今後「認知症」の方を取り巻く医療環境が少しでも良くなる事を願って、一連の記事を書かせてもらった。与えられるのを待っていてはだめなのである。自分の力で切り開いていくしかないのが現状であることを、皆様方に知って欲しいのである。

hokehokeより




以上こぶたBBSに投稿して頂いた記事をそのまま転記させて頂きました。

先生の情報で力を頂いた思いです。
介護家族が自らの力で今後の認知症治療を開拓して行きましょう。

レビーの夜明け

hokehoke先生がこぶたBBSに投稿をして下さいました。
どう考えてもBBSよりブログの方が、アクセス数が若干ですが多いと思うのです。
より多くの方に読んで頂きたいと思い、またまたこちらに転記いたします。

レビーの夜明け


レビー小体型認知症へのアリセプト少量療法の治験が始まる。

いくつかの大学病院などで下記のような治験協力者の募集が始まっている。


参加して頂ける方
 ・レビー小体型認知症と診断されている方
 ・50歳以上の方
 ・治験期間中は、同じ介護者と通院可能な方
 ・定期的(1ヶ月毎)に通院できる方


現在までアリセプトを使用したことがない方と言う強い制限があります。
募集は2009年1月までとなっています。
治験の期間は3ヶ月ですが、1年間通院を続けられることを条件にしている医療機関が多いようです


エーザイはこのことを一般には、積極的に公開していない。
ひそかに行っている状況である。

上記の募集条件はネット上で3医療機関ほど募集している医療機関がヒットし、それにあげてある条件である。
今後のアリセプトのジェネリックの発売・対抗品の開発などで、やっと重い腰を上げたということであろう。一部の権威と呼ばれる先生方のいる医療機関の反対を押し切って治験を始めたのかもしれない。もしそうならエーザイの大英断と言いなおしたほうが良いと思う。どちらにしても、このこと自身は歓迎すべきことだろうと思う。これによって、レビー小体型認知症に対する認識が、専門医の間に急速に広まることが期待できる。アリセプトの少量療法も、保険の問題があるが、認知症専門医療機関を名乗っている大病院ほど対応せざるを得ない状況になってくることも考えられる。

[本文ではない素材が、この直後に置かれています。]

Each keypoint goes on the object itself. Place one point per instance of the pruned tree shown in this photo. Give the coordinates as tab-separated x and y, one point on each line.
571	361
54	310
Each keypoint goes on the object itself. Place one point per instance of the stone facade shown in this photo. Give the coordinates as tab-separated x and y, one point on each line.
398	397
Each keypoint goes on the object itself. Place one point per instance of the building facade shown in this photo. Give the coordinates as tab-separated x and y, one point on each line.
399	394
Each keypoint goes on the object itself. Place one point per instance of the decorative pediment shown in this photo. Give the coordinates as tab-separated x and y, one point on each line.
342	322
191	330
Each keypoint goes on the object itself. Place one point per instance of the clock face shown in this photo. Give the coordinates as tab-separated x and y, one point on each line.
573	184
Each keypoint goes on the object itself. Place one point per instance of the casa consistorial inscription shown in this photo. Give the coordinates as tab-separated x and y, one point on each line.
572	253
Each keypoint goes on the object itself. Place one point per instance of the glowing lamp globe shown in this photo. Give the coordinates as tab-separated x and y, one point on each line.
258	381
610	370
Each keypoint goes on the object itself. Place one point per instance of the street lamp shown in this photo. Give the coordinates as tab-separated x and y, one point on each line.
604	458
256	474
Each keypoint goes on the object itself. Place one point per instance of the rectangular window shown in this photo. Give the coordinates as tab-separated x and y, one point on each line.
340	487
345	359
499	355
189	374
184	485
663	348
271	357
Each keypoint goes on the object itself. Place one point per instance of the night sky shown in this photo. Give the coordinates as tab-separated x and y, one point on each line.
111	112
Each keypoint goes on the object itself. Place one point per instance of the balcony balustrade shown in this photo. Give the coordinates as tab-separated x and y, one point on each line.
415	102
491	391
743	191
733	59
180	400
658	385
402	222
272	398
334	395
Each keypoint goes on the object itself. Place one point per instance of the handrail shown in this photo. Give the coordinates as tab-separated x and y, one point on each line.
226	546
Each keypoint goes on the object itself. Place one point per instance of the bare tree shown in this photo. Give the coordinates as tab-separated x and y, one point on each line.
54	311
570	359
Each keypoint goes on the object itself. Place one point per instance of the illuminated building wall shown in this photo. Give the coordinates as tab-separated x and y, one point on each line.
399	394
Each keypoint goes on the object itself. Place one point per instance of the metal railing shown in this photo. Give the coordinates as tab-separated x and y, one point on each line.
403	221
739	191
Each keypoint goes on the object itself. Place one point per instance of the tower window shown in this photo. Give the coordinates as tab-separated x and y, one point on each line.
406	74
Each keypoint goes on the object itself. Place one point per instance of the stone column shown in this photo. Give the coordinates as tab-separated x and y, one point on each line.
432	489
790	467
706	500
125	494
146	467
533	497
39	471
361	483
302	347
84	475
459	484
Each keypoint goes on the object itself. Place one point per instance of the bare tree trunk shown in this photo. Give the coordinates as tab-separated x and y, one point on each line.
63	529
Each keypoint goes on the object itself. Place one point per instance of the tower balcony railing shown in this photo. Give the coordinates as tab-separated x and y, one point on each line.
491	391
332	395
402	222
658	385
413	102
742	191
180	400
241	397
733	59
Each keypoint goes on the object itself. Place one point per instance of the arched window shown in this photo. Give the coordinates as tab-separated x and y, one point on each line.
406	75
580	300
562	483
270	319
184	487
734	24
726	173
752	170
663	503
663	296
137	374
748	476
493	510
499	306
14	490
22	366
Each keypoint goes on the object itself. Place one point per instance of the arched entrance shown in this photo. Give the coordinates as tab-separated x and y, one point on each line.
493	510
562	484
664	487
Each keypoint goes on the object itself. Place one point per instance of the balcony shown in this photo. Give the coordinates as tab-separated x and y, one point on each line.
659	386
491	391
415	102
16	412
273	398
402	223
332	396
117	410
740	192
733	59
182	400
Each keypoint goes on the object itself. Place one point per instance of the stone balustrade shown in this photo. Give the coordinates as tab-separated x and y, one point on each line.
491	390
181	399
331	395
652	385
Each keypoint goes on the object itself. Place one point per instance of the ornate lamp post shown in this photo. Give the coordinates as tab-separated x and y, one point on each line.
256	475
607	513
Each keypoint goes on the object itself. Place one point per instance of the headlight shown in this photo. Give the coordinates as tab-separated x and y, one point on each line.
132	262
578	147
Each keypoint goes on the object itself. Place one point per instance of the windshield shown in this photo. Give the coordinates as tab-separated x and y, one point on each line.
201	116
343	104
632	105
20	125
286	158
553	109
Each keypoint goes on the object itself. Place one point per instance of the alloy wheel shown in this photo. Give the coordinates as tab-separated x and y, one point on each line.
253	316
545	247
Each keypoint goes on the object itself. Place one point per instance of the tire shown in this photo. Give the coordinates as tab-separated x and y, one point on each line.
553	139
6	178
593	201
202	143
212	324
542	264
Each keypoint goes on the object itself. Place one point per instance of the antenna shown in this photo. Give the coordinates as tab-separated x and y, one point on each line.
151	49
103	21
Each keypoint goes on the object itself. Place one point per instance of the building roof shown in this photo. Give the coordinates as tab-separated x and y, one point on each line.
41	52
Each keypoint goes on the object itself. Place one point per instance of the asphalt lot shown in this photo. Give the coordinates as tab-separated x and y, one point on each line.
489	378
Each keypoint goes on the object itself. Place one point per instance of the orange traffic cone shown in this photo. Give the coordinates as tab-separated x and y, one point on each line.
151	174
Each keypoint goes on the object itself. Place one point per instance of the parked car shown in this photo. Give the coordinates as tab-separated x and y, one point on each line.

ただこの治験への参加は、安易に勧められない部分がある。積極的な情報公開がなされていないので、治験のプロトコールが、判らない。
アリセプトの投与の仕方や調節の仕方、許される併用薬の範囲など、抑判らない。安易に参加するとひどい眼にあうかもしれない。
ただフェルガードは食品なので、使用を制限されるものではないと思う。参加された方は、黙ってフェルガードを併用しよう。それによって治験の結果を良い方向へ導き、アリセプトの少量療法の普及に弾みをつけることが重要である。
公式なレビー小体型認知症への正しい治療の第一歩であることは間違いない。レビー小体型認知症の方とその介護者にとっては、歓迎すべき事態といえると思う。ただ与えられるのを待っていてはだめである。

臨床試験への参加者をインターネット上で募集している施設をgooogle検索で検索すると次の3病院しか見つからない。私の探し方が悪いためかもしれないが、このことより認知症関連学会のいわゆる権威と呼ばれる先生方は、この治験に反対なのかもしれない。
エーザイも自社の治験のリストに「レビー小体型認知症へのアリセプト少量療法」を、挙げているが他の治験中の薬のリストに載っているだけと言う状態である。このことが治験への「いわゆる第一人者(医師)の」反発が大きいことを示しているかも知れない。

今の大病院が「レビーに対するアリセプトの少量投与の治験」に反対かどうかは、主治医に聞いてみると判ると思う。そのために、主治医に「エーザイがレビー小体型認知症に対して、アリセプトの少量療法の治験を始めたそうですね。先生も知っておりますか?」とたずねてみる勇気も必要であろう。この流れを利用して、患者と介護者が声を上げていくことも必要となってくると思う。
治験に参加する方は、担当医にフェルガードのことは言わないほうがよい。フェルガードは薬ではないからいう必要はない。「フェルガードを飲んでいますか?」と聞かれたら、「それを飲んでいるとどうなるのですか?」と切り返せばよい。治験の結果に影響が出るから。と言われたら、「そのフェルガードとか言うものは、認知症に効くんですか?」と聞き返せばよい。その先きちんと説明してくれるか、うやむやにするかでその医療機関の考えが良く判ると思う。
いわゆる教授とか部長とか呼ばれる診療科の責任者の中には、自分の業績を目立たせるため、他人の業績を認めない心の狭い人たちが一部ではあるが、いる。自分の権力欲のため他人を蹴落とすことしか考えていない人たちのことである。このため、部下の医師たちは自分の意思としての良心と戦っていかなければならない。このことが、最近、医学部を卒業した医師たちが、臨床研修先として大学病院を選ばなくなったひとつの理由である。

ここまで書いて良いのかな?でも書かないと一般の方にはわからないし・・・。
私はしがない町医者で権威なんて無関係の世界で生きている。
いわゆる権威が何を言っても「屁の河童」である・・・(笑い)。

ネット上で治験を募集している医療機関(私が確認できた範囲であり、すべてではないことをお断りしておく)
・名古屋市立大学病院、臨床試験管理センター
・大分大学付属病院 総合臨床研究センター
・毛呂病院 埼玉精神神経センター 神経内科

の3箇所が確認されている。
あと病院名は不明であるが、大阪で治験を募集している医療機関がある。
「こてつ」様のブログ内に記事がある。私もこの試験をこのブログで知った。

その1

以前にもお知らせしましたが、「認知症を学ぶ会」のサイトが出来るまでの間こぶたBBSを情報交換の場に使って頂いています。
BBSでは質問に対してkhokehoke先生には、迅速かつ的確なコメントを頂戴し感謝しております。
今回先生は認知症の家族を受診させるにあたって『受診先(病院)の選択に迷い苦しんでおられる皆様の参考になれば』との思いからBBSに『認知症をめぐる医療界の問題』と題して情報を下さいました。

こぶたBBSの存在を知らない方々にも是非とも読んで頂きたく思い、先生にも承諾を得られましたのでブログに転記させて頂きます。